The first preclinical study of rislenemdaz was conducted in 2015 and was primarily geared towards assessing the molecule's safety and pharmacokinetic profile in rats and a small group of men. The study showed that rislenemdaz was very orally bioavailable, rapid acting, and that it was safe compared to other similar molecules which had caused neurodegenerative problems in rats. A clinical trial with 135 subjects revealed that rislenemdaz does not have any influence on ECG in humans as is seen in traxoprodil.

==Clinical trials==

===Phase II===
Rislenemdaz initiated its first phase II randomized double blind clinical trial (NCT01941043) in November, 2013. This study was funded through a $32 million Series B Financing tranche led by venture capital companies such as New Enterprise Associates (NEA), Apple Tree Partners (ATP) and MPM Capital. The trial consisted of 135 patients diagnosed with MDD who were resistant to SSRI/SNRI treatment. The study lasted 28 days and saw patients receiving 8 mg/day doses of rislenemdaz in order to see a change in the Hamilton Depression Rating Scale (HDRS) of the patient by day 7, but no significant changes were noted.

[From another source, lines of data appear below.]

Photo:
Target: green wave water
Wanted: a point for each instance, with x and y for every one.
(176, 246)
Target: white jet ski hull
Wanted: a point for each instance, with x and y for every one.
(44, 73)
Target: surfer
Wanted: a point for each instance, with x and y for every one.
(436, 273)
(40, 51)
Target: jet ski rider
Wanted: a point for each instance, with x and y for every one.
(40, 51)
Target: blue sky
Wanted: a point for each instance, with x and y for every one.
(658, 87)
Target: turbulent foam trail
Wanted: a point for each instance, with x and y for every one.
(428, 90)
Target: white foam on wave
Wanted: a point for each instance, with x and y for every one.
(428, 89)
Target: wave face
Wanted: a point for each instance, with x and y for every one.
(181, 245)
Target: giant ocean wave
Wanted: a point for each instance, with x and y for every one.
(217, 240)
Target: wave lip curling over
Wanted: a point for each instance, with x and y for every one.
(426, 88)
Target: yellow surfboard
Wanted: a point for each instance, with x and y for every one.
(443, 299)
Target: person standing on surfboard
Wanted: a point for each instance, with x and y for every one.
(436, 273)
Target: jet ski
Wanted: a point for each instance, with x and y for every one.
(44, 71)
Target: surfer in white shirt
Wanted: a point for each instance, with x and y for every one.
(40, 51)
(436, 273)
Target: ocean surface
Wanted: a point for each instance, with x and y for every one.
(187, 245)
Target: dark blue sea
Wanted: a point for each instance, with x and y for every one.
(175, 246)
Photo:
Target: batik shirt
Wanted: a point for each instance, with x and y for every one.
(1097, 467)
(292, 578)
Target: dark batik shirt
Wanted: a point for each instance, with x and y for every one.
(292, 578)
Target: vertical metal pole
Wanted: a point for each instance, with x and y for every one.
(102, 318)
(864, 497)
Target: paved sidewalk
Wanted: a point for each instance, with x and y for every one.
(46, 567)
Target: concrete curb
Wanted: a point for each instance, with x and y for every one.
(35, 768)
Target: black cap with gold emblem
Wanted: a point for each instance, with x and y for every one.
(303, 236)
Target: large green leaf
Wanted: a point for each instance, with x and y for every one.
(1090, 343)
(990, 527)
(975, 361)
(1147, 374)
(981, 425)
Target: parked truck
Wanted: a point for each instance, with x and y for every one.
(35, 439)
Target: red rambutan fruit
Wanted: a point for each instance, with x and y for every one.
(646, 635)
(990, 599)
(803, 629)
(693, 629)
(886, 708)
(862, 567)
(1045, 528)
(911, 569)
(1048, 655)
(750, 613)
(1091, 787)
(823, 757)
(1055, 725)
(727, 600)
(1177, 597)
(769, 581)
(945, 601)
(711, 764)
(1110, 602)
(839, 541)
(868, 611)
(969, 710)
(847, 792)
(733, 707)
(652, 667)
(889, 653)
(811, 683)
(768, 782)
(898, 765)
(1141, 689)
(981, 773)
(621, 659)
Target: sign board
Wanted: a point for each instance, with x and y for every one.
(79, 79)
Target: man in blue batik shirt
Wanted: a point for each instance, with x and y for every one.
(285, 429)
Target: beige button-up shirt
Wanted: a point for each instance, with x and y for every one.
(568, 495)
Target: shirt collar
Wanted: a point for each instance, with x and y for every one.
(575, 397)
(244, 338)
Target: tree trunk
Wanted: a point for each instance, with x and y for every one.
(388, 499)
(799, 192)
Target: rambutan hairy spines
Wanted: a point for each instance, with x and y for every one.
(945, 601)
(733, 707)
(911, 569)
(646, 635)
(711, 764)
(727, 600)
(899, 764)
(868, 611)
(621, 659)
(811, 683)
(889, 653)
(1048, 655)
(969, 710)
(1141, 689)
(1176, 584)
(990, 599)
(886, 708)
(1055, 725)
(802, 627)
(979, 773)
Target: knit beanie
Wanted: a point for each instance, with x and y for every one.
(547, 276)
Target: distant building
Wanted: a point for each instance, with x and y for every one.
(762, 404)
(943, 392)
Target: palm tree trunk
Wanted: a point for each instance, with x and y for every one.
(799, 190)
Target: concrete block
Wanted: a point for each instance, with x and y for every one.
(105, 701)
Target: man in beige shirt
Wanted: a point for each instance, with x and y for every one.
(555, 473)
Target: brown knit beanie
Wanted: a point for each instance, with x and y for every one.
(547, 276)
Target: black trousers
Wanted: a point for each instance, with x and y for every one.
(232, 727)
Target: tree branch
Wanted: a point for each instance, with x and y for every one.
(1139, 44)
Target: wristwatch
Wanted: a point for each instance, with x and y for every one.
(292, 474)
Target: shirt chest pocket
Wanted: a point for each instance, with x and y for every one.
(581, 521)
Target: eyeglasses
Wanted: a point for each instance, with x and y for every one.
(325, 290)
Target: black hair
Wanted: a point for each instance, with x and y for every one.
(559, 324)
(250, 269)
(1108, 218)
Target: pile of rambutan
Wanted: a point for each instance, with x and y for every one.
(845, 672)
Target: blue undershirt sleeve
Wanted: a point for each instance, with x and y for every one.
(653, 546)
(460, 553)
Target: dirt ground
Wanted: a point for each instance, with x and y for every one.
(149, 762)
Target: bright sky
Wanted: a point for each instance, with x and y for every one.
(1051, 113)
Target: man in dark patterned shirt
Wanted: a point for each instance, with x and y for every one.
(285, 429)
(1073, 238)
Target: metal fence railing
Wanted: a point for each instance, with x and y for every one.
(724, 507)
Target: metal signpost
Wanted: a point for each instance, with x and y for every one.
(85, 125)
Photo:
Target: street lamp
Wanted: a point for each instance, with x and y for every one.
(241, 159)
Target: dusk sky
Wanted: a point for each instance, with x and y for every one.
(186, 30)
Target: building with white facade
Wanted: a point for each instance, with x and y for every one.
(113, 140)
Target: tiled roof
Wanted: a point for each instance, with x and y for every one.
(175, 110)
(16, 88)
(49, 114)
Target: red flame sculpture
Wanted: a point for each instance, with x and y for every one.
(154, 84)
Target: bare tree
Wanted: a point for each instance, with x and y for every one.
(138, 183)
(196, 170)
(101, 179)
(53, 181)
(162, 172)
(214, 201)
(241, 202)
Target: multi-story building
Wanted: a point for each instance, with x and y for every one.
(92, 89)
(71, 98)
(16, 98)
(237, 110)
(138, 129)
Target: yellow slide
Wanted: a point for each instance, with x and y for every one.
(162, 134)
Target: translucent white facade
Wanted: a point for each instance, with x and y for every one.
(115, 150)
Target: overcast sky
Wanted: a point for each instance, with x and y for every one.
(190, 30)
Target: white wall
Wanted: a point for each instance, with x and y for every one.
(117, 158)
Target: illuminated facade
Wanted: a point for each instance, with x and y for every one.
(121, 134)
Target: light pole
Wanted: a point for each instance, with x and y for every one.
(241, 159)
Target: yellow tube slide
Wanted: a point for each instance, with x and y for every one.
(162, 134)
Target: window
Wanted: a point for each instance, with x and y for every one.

However, in March 2015, Cerecor announced that the 8 mg dose for the study did not meet the primary objective for the study, although the study showed the safety and tolerance of rislenemdaz. The company also announced that in a separate study, higher daily doses of drug were able to safely treat patients, indicating that higher doses of drug could be used in future clinical trials.

Cerecor conducted a second double blind, randomized, placebo controlled phase II clinical trial (NCT02459236) studying the effects of 12 mg/day and 20 mg/day doses of rislenemdaz on patients with MDD. Numerous changes were made to the study in order to achieve a greater likelihood of success and new top-line data from this study in November 2016. However, the study reported in November 2016 that the drug failed to demonstrate efficacy.